Giving Up The Commission
Published | Posted by Sarah McCormick
Giving Up The Commission
Originally published April 8, 2008 here.
Listing agents generally sign a exclusive listing contract with a seller (the “exclusive” contract is required for participation in the MLS as it binds the seller to pay a fee if the property sells during the contract period. Standard stuff). The fee is negotiated, but is often 6%; however in many cases, if the client is giving him repeat business, the listing agent will suggest or accept a lower fee.
The listing agent then publishes the listing, offering typically 3% of that total listing commission to a cooperating broker who procures a buyer for the property. (If the listing fee was 5.5%, for example, we’ll nearly always give the same “full fee” of 3% to the coop broker). It’s important to keep that “buy side” cooperating broker fee close to whatever the market is paying for the procuring/cooperating buyer’s broker. To whatever extent, some agents are disincentivized by a “less than market” fee.

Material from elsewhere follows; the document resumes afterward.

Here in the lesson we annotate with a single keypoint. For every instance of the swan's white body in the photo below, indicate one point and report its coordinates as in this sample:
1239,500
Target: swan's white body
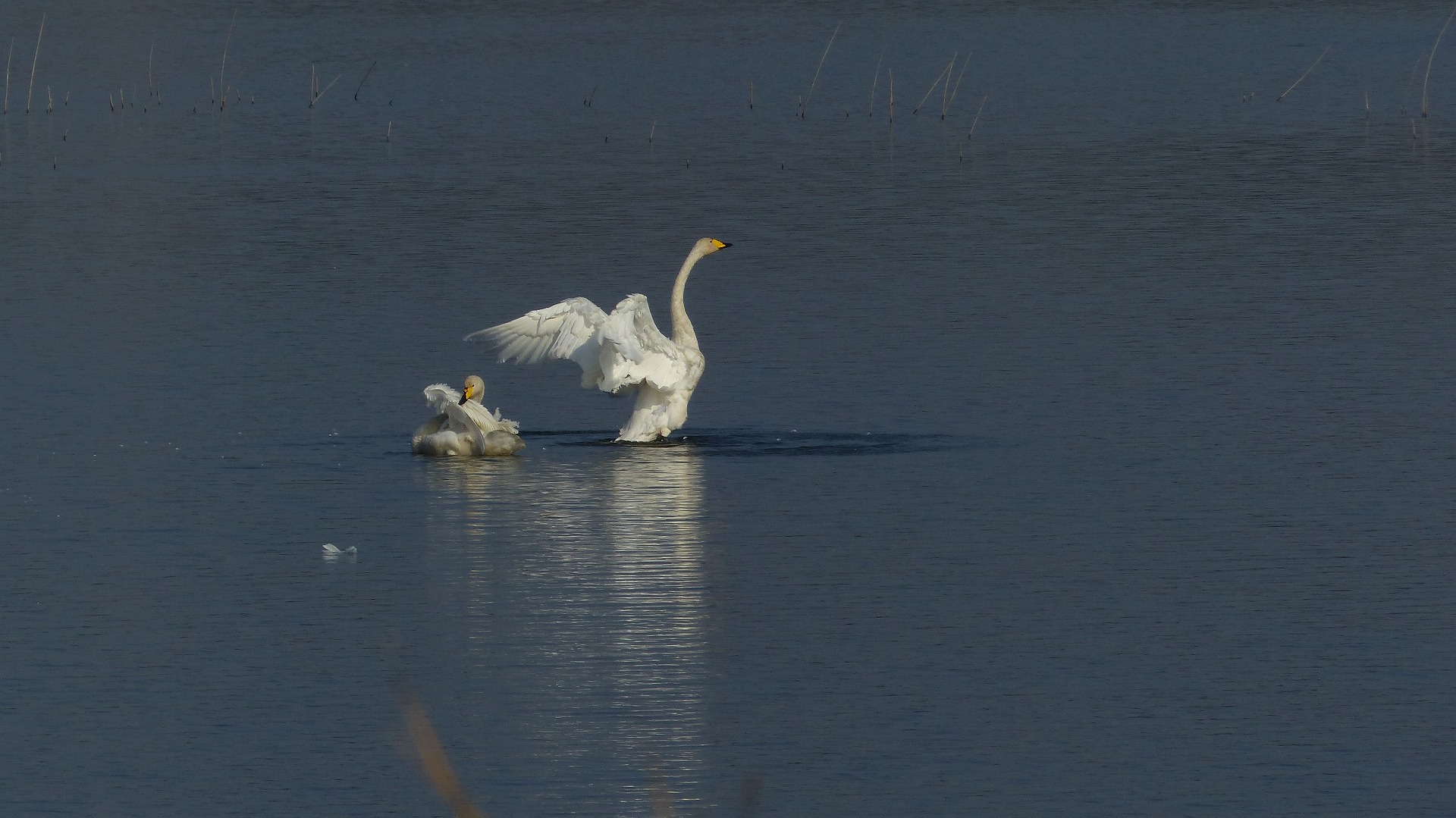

It’s easy to see what the market is paying, and it varies based on price range and region. Your listing agent can easily pull this data and show you. In Washington Park, a high priced area in Seattle, the typical “buy side” fee (we use SOC — sales office commission — as an acronym) is 2.5%. This implies the total commission might be 5% if the listing agent is offering a 50/50 split to the coop broker.
So there is the basic story. Listing agent (actually, his broker, but as a practical matter the seller works with an individual listing agent) has the contract with the seller for a commission. The contract is not with the buyer. If the seller’s co-worker, upon learning from the seller that they’re putting the house on the market, says “I’ll buy it!” then the listing agent should be elated with that. The contracted commission has already been agreed to, no matter who buys the house or whether or not they have an agent. Most sellers understand that. And when that co-worker offers a bit below asking price, the seller should negotiate with the buyer — not with their agent, with whom they ALREADY have a contact. After all, the listing agent has already put a lot of work into the property. The buyer may want the benefit of some savings, by not having their own agent. Let the buyer and seller negotiate over that sales price, and perhaps the seller and their agent can have the conversation about how much fee might be reasonably reduced to bring the parties together.
As a practical matter in this scenario, will the listing agent “throw in” some of that fee to make it work? Sure. Maybe. Depends. But it needs to be the agent’s decision, not the buyers. And not unilaterally the sellers. It’s a modification of a contract which requires mutual agreement. Of course, the buyer can certainly go to Redfin, or to his buddy, and get them to write it up and rebate as much of the SOC as they can get. That’s not the listing agent or the seller’s issue.
And there are other situations where I have voluntarily given back some of that negotiated fee. Most recently, we had a buyer balk at the 11th hour on a pending Greenlake listing that we had. Didn’t like the condition of the paint. Or the hardwoods. Of course, this was well past the inspection period, but he wanted $5,000 or he was going to default and walk from his $5,000 earnest money. While my seller was making a nice gain on this from when he bought in ’01 (selling for $500k, and had paid around $240k), I knew it would give him major gut burn to have to negotiate with this buyer. And I didn’t want to lose the buyer in this market, at that sales price. So I reduced my fee by the extortion amount ($5,000) and the thing closed smoothly. This was a seller I love, with whom we’d done maybe a half dozen deals in the past decade. So seller’s happy (I didn’t tell him about it for a few months, actually, to avoid any post-traumatic stress); buyer was happy (presumably); and I made a decision that I could live with, that no one asked me to make. And we have a closed sale.